This proved to be a surprise hit among Chinese consumers and helped Huawei squeeze sales of Apple’s iPhone in the Far East.

It has also been developing advanced artificial intelligence chips in an attempt to compete with Silicon Valley giant Nvidia, which has seen its sales to China curbed by the Biden administration.

China has invested heavily in catching up to the US and Taiwan in advanced semiconductor production, reaping rewards for companies like Huawei that have struggled to get hold of foreign-made chips.

Huawei said revenues had risen by 37pc in the quarter to 178.5bn yuan. The sales came in the critical Chinese New Year period when shoppers typically spend heavily on electronics.

This marks a stark reversal in Huawei’s fortunes after chief executive Guo Ping said in 2020 that the company’s goal was “survival” after “nonstop aggression from the US government”.

In December, the company said it was “back on track”, claiming it had weathered the storm after reporting an increase in annual revenues.

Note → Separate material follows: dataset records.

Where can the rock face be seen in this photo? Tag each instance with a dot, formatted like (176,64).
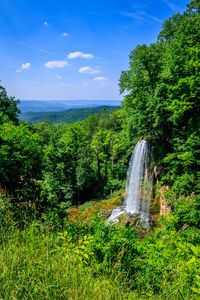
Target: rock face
(165,209)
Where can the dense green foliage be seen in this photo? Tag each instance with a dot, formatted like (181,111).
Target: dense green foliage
(45,168)
(162,101)
(68,116)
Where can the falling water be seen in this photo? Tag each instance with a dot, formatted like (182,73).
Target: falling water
(139,186)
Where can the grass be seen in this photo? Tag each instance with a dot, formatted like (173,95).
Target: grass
(31,269)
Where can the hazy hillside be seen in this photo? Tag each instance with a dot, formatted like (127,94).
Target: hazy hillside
(67,116)
(60,105)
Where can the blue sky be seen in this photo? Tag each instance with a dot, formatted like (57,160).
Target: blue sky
(69,49)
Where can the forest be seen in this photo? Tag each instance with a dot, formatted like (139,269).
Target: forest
(58,183)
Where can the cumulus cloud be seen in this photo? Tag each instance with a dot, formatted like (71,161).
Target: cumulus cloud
(59,77)
(171,5)
(56,64)
(64,34)
(89,70)
(100,79)
(24,66)
(79,54)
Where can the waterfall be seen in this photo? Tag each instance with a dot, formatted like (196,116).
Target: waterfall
(139,186)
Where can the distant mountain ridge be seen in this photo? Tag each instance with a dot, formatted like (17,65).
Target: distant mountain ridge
(67,116)
(61,105)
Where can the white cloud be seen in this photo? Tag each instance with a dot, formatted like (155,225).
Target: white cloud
(79,54)
(100,79)
(64,34)
(88,70)
(171,5)
(24,66)
(59,77)
(142,16)
(56,64)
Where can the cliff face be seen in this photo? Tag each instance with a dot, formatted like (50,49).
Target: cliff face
(165,209)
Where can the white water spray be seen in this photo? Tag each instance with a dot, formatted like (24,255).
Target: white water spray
(139,186)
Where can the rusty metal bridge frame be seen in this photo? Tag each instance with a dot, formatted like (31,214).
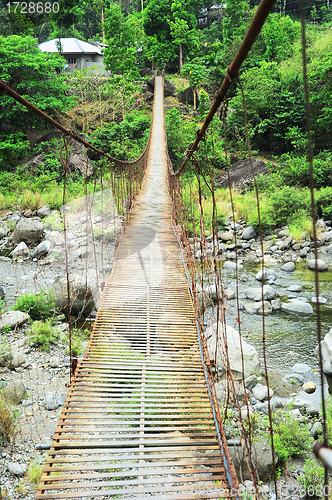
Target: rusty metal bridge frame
(139,420)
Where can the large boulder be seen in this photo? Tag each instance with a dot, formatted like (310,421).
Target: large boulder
(13,392)
(269,293)
(236,348)
(83,293)
(257,308)
(269,275)
(326,347)
(321,265)
(28,230)
(249,233)
(20,251)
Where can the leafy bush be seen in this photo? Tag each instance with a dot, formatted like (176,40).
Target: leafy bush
(39,306)
(324,202)
(4,350)
(295,170)
(7,421)
(290,437)
(54,222)
(312,479)
(78,336)
(287,201)
(43,334)
(125,140)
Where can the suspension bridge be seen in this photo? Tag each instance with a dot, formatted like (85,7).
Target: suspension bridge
(140,419)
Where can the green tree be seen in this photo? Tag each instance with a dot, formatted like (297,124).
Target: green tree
(279,33)
(32,74)
(275,106)
(234,27)
(196,72)
(170,27)
(182,29)
(124,39)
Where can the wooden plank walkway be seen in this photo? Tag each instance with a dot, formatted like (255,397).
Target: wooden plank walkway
(138,421)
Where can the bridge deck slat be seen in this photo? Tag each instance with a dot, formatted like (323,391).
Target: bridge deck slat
(137,420)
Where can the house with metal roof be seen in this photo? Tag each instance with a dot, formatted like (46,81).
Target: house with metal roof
(78,54)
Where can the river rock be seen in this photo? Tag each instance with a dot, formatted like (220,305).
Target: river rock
(12,319)
(17,358)
(305,406)
(234,342)
(55,399)
(321,265)
(257,308)
(262,460)
(295,288)
(249,233)
(20,251)
(16,469)
(283,245)
(262,392)
(42,249)
(230,293)
(13,392)
(294,376)
(28,230)
(226,236)
(303,252)
(326,347)
(297,307)
(228,264)
(54,362)
(309,387)
(276,304)
(44,211)
(250,382)
(269,275)
(316,429)
(325,237)
(318,300)
(301,368)
(269,293)
(225,391)
(288,267)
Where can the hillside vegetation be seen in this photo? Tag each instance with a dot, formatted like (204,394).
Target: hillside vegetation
(193,41)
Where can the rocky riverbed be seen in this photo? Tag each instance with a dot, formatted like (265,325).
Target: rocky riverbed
(38,379)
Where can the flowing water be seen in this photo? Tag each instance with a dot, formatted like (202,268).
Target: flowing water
(290,338)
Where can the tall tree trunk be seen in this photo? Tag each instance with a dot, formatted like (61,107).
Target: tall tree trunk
(180,57)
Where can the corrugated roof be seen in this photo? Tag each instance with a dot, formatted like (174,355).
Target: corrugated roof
(70,46)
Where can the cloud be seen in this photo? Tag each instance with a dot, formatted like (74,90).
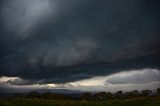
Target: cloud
(22,16)
(79,52)
(66,41)
(125,80)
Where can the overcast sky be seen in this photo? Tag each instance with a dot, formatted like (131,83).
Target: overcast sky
(85,45)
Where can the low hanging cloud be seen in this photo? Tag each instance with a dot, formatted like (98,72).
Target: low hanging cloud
(21,16)
(126,80)
(59,41)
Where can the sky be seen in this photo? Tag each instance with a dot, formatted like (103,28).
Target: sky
(79,45)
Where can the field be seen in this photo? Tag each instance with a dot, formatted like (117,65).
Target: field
(141,101)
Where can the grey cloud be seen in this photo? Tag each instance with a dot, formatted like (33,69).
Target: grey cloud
(83,36)
(144,76)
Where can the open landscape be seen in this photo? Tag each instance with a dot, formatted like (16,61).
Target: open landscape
(133,98)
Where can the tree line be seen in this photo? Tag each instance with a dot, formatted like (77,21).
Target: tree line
(89,96)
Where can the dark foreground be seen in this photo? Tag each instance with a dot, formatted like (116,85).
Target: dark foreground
(141,101)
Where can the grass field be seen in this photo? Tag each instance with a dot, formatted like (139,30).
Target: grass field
(142,101)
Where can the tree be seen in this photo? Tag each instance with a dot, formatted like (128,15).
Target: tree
(146,92)
(34,94)
(86,96)
(158,91)
(102,96)
(119,94)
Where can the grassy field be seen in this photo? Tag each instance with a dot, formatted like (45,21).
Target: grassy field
(143,101)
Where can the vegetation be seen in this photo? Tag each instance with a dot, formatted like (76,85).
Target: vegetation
(133,98)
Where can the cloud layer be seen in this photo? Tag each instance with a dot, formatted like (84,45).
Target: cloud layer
(45,41)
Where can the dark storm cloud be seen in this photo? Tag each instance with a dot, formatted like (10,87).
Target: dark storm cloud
(56,41)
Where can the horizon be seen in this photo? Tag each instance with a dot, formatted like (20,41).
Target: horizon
(79,45)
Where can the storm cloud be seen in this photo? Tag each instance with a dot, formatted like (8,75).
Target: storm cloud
(59,41)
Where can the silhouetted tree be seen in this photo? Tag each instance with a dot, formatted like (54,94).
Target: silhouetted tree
(158,91)
(131,94)
(102,96)
(146,92)
(119,94)
(33,94)
(87,96)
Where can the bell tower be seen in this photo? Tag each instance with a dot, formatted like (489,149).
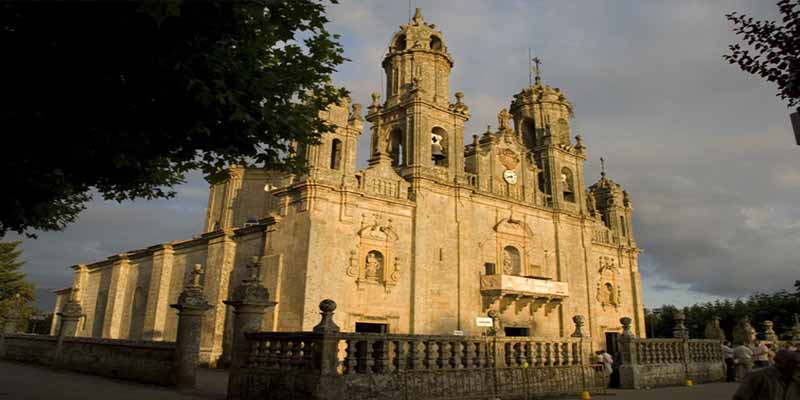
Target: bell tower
(416,129)
(541,120)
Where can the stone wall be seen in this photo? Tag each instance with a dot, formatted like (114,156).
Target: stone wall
(142,361)
(670,362)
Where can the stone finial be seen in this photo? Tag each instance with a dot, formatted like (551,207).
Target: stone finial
(680,331)
(376,100)
(743,332)
(713,330)
(192,296)
(418,17)
(626,327)
(578,320)
(251,291)
(796,328)
(769,333)
(326,325)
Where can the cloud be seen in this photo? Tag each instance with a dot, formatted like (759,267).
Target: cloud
(704,149)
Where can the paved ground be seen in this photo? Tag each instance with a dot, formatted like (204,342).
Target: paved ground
(29,382)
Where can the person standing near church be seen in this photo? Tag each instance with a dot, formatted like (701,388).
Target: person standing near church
(776,382)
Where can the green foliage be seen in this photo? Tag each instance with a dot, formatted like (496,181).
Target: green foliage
(15,291)
(124,98)
(778,307)
(774,51)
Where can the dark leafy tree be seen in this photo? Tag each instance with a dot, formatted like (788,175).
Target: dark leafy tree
(773,49)
(122,98)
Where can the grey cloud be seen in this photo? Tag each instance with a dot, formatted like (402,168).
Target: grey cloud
(703,148)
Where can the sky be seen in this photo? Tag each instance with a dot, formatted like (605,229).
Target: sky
(704,149)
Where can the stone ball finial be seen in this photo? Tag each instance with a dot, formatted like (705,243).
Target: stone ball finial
(326,325)
(327,305)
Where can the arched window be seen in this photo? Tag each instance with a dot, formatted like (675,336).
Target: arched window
(439,147)
(512,261)
(138,307)
(436,43)
(529,133)
(99,314)
(400,43)
(396,147)
(336,154)
(568,185)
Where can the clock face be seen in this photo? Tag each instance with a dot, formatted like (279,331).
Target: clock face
(510,176)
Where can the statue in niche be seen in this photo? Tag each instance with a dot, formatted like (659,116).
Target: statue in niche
(373,266)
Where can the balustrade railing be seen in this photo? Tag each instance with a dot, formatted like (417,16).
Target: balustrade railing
(361,353)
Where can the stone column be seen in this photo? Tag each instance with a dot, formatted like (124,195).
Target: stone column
(70,315)
(249,301)
(680,331)
(628,371)
(191,306)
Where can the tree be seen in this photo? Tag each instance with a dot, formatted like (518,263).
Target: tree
(15,291)
(775,49)
(124,98)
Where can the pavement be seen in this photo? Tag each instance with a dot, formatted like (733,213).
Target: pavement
(20,381)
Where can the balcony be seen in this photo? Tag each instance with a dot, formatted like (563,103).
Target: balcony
(501,291)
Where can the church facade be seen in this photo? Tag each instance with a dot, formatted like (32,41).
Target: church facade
(430,235)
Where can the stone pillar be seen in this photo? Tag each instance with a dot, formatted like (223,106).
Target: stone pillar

According to research firm Counterpoint, Huawei’s smartphone sales in China rose by 70pc in the first quarter of the year, putting it almost level with Apple.

By comparison, Apple’s sales are believed to have fallen sharply. The US tech giant is expected to reveal the scale of its China sales fall on Thursday when it reports results for the first three months of the year.

China has discouraged government employees from bringing foreign-made devices to work.

Huawei is also investing heavily in smart car technology, seeking deals with major carmakers.